A short warning and Rant was had about Flash 8 (Action Script 2) by Peter - believe it or not, it doesn't have native support for 64 bit integers ... I haven't got time to verify it, but I'm assuming it's probably because it represents all numbers as double-precision floating point values. Grim tidings!

Following that we had a discussion around Framework development - this is a topic that's cropped up a number of times, so I won’t go too heavily into it... but basically it focused around a few discussion points:

  • Building applications with re-use in mind, and in fact building frameworks/factories for producing the application i.e. spend 80% or more of your time building the framework, and 20% of your time implementing the project with the framework, with the view of reusing/re-purposing the framework "next time".
  • It was argued that building frameworks is often YAGNI.
  • Why are parts of software you’re developing not naturally reusable?
    • Largely because development practices aren't focusing on composability and enforcing the principle of single responsibility.
    • Test driven design encourages Composability.
    • Without an IoC container it may be a little challenging at times.

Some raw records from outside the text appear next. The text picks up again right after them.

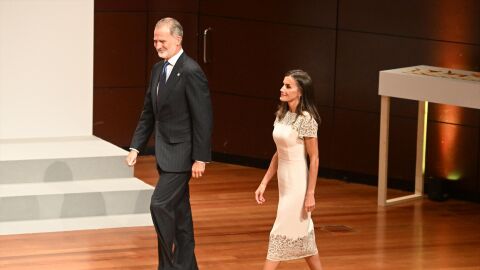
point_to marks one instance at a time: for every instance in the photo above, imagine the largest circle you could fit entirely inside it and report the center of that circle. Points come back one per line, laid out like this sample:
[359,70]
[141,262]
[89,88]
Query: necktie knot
[163,76]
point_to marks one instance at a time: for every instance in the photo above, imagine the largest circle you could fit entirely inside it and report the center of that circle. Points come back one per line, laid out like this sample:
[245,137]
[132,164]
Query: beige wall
[46,68]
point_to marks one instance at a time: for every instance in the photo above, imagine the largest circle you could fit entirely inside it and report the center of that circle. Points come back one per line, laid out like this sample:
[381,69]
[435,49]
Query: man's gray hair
[175,27]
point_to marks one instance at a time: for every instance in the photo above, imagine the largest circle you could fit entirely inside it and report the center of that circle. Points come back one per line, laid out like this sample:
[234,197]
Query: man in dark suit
[177,107]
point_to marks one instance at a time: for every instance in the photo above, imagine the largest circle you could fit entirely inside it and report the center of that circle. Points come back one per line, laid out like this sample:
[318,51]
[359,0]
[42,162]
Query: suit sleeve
[146,123]
[200,105]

  • Frameworks often require additional skills to maintain.
    • Is there a risk in letting Junior/Intermediate resource make changes?
    • Does the difficulty in finding/retaining senior resource make frameworks risky?

Lastly, we touched on other subjects - but my memory is a little hazy on the details:
  • The challenges in Porting data binding from WinForms to WPF when upgrading an application.
  • Brief thoughts on the features in Lightspeed 1.1, I like the aggregate-level validation support - something I forgot to mention was that the source code is available with the enterprise edition, which is great news - and that Ivan Towlson has joined the Mindscape team, you can see his first blog post here.
  • The Xero revenue announcement - a lot of us have either worked / started startups in the past, or are in still in the process of "starting up" - so it hardly came as a surprise that progress is slow... I think Nic Wise had it about right in this post - this led onto a discussion about the nature of the banking market, competing products, white boxing etc.
  • The fact that expression web is pretty sweet, and that there is still a load of html-only work out there.

At any rate, see everyone in 2 weeks time (29th of this month) - and thanks all for coming along, it's encouraging to see the numbers climbing back up after the Alex James exodus (btw, he has an msdn blog now, for anyone who missed the announcement).